There is a lifeboat station which has quite a rich history and on one occasion it is recorded that it was manned completely by a singular woman because the lifeboat men were all caught out in a freak squall at sea. The Coast Guard cottage with its thatched roof still stands on the edge of the village.
In 1682 the village suffered an enormous landslide which completely destroyed all the buildings with the exception of one cottage, luckily nobody was actually injured because mourners who were attending a wake were fortunate enough to realise what was happening and sent out the warning to evacuate. There was another large landslide in 1858 which destroyed a small iron smelting works leaving many cracks in the cottages.
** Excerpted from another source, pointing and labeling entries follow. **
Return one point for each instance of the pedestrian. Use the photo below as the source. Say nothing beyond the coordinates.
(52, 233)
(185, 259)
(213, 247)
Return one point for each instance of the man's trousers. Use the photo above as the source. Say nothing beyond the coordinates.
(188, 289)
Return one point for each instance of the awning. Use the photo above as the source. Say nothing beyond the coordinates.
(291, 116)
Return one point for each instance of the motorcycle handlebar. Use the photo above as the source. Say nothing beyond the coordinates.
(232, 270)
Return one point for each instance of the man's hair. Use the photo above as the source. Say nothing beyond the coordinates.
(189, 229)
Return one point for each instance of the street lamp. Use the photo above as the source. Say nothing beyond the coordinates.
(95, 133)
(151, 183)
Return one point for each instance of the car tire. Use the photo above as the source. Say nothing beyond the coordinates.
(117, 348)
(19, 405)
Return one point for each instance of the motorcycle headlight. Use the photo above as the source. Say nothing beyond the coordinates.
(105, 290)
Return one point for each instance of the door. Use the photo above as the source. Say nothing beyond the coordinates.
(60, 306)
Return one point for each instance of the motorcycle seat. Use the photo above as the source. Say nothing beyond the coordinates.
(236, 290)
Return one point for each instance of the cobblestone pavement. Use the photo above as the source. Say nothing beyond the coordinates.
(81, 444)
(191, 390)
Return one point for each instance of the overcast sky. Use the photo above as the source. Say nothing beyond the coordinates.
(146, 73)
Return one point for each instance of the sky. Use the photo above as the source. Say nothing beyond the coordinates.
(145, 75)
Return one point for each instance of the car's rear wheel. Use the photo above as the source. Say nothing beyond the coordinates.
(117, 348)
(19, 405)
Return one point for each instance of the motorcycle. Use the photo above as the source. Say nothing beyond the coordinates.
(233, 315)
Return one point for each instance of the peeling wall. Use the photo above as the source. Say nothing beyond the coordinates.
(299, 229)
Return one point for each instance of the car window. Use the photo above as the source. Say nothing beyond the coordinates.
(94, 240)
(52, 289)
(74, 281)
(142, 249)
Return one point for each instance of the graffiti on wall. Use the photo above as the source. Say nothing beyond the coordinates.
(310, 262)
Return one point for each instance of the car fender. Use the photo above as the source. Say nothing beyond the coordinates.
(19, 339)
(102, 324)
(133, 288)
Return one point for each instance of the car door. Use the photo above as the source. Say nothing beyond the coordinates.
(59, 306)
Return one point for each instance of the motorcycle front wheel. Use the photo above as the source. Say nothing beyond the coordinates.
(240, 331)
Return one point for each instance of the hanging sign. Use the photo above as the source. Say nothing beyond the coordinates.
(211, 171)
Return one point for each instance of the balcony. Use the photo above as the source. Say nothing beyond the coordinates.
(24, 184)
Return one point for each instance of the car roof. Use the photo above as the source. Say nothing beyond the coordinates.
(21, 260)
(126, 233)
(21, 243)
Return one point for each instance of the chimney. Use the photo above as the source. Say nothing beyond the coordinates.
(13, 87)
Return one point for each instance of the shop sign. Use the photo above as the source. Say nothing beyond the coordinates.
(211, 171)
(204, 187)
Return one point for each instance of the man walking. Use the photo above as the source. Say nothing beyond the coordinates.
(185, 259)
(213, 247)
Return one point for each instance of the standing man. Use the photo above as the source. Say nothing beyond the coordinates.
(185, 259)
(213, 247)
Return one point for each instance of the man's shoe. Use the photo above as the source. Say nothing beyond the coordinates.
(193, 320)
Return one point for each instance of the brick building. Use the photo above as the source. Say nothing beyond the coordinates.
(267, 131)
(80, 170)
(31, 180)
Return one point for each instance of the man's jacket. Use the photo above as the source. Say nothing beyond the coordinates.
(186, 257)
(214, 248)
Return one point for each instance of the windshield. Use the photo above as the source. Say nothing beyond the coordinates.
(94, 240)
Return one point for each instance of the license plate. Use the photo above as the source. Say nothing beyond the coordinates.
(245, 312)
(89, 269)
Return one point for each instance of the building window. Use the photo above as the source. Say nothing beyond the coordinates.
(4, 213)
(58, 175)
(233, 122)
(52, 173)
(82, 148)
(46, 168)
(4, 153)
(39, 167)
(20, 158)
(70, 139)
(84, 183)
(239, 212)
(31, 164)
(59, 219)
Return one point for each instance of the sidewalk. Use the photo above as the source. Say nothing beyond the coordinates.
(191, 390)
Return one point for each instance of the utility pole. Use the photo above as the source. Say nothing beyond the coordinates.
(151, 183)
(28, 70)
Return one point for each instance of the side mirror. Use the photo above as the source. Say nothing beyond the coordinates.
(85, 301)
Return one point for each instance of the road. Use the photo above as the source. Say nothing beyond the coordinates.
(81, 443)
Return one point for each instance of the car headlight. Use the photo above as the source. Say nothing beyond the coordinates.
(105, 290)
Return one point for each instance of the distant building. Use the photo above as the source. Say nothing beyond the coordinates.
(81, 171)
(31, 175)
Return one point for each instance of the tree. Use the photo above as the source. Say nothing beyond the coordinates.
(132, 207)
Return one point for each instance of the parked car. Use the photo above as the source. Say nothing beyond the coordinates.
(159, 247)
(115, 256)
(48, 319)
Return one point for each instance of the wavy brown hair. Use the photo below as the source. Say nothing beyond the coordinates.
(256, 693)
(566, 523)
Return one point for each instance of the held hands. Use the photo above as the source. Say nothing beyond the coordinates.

The village has always been prey to the ravages of the sea but in 1970 the completion of a sea wall was celebrated which has now secured the future of this beautiful bay.
Nine miles down the coast from Whitby is a little place called Port Mulgrave which isn't a major tourist attraction and to be perfectly honest there's not a great deal there but if you like beautiful scenery and like quietness without crowds it is definitely worth a visit.
In fact the quietness of the village now makes it very difficult to appreciate that once this little port one supported a thriving busy mining community. In the early 19th century the Staithes Iron Stone Company conducting mining from this spot extracting iron ore. Cottages were built by the company for the miners and also constructed a harbour jetty which is now abandoned today. The iron was shipped down to Jarrow in Tyne & Wear where it was used for ship building.
Port Mulgrave is still claiming a famous accolade it is one of the most popular Jurassic sites in the UK with the beach between the part and the little fishing port further down called Staithes hosting large supplies of fossils and dinosaur remains.
Approximately 10 miles down the coast from Whitby you come to the little fishing village called Staithes, with the name originating from the word Staithes which means a landing place for boats.
The little cottages and cobbled streets are very authentic with the little alleyways rising steeply up the cliff side gaining access to many cottages on the way. It really does give an authentic charm. The beauty of this little place was so much that it formed a community which was known as the Staithes group which contained artists from all over the country arriving often on a very spectacular railway.
In the past Staithes was one of the busiest fishing ports in the country and the location also a very important mining industry was formed here gaining access to minerals like iron ore, alum and potash. One of the most famous inhabitants of the village from the past was the famous Explorer Captain Cook who lived in the village as a boy and where most certainly gained his lifelong love of the sea, he later went to live in Whitby.
On the main street in Staithes there is a very interesting tourist attraction called the Captain Cook and Staithes Heritage Centre, which contains the worlds, only recreated grocer’s shop where captain cook once worked and it is said that the shutters on the Windows are very possibly the original ones. There are many treasures and interesting artefacts to see.